Structural Health Monitoring Accounting for Thermal Variability and Damage using Approximate Bayesian Computation
Abstract
In structural engineering, damage is characterized as a change in material property,
boundary condition, or geometry. The changes in these properties/parameters lead to
a change in the measured response. The difference in measurements can be due to
actual damage in the member (due to crack formation, corrosion of rebars, or crushing
of concrete), or it might be due to temperature variations while making measurements.

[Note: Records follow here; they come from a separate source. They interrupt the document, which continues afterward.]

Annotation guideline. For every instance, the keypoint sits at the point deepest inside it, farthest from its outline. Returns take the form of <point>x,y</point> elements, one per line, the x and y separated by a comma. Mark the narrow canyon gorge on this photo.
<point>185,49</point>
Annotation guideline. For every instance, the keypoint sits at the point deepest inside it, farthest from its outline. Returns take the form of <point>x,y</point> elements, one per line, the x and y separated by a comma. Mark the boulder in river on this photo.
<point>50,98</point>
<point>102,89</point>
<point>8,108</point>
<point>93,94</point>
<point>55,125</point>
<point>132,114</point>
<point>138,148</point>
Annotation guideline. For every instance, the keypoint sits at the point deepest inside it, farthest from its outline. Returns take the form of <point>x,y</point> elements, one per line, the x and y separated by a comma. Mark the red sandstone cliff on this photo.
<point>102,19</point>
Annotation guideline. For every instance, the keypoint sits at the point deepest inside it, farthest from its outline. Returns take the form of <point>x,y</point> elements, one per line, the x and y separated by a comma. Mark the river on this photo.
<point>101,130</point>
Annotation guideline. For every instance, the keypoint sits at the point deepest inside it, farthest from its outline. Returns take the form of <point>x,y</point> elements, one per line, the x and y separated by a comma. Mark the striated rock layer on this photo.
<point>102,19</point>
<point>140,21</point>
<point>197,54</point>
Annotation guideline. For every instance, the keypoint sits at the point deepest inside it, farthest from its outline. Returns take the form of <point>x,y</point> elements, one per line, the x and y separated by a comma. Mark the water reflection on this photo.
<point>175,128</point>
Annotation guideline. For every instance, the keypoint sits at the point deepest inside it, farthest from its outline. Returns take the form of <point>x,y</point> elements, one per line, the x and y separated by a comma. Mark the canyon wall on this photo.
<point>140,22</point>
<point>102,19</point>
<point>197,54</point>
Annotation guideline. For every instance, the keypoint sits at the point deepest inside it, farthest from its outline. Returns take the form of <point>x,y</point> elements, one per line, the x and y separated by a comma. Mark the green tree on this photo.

Temperature variability significantly affects the accuracy of structural health monitoring
strategies in quantifying structural damage. Performing damage detection without
isolating/incorporating these variations can lead to false damage detection, i.e., the
undamaged structure can be detected as damaged. Hence, a method is required to isolate
the effect of these variabilities while detecting damage. Researchers have developed
methods to analyze and separate the effects of environmental variability from damageinduced changes in the measures. The main two approaches are (a) data-based, which
uses statistics-based tools for analyzing patterns in the data or compute parameters,
and (b) model-based, where the method considers both environmental and damagebased changes of stiffness value. This study uses a model-based approach to address
the problem of detecting damage under different temperature levels in undamaged and
damaged states. The proposed method uses an Approximate Bayesian computation
Nested Sampling (ABC-NS) algorithm to detect damage under temperature variability.
The study introduces a new damage index for identifying potentially damaged members.
After performing damage localization, we estimate the parameters’ posterior distribution
for potentially damaged members using ABC-NS. The estimated parameters’ mean value
corresponds to the parameters’ actual values in the damaged state. In this study, we
will see how to incorporate the effect of temperature variation and noise using a finite
element model. One of the major assumptions in a lot of studies is that the structure
remains in an equivalently linear regime accounting for damage. However, a breathing
crack can lead to bi-linear stiffness and affect structural health monitoring strategies,
classified as damage-induced nonlinearity. This study also incorporates damage-induced
nonlinearity while performing damage detection.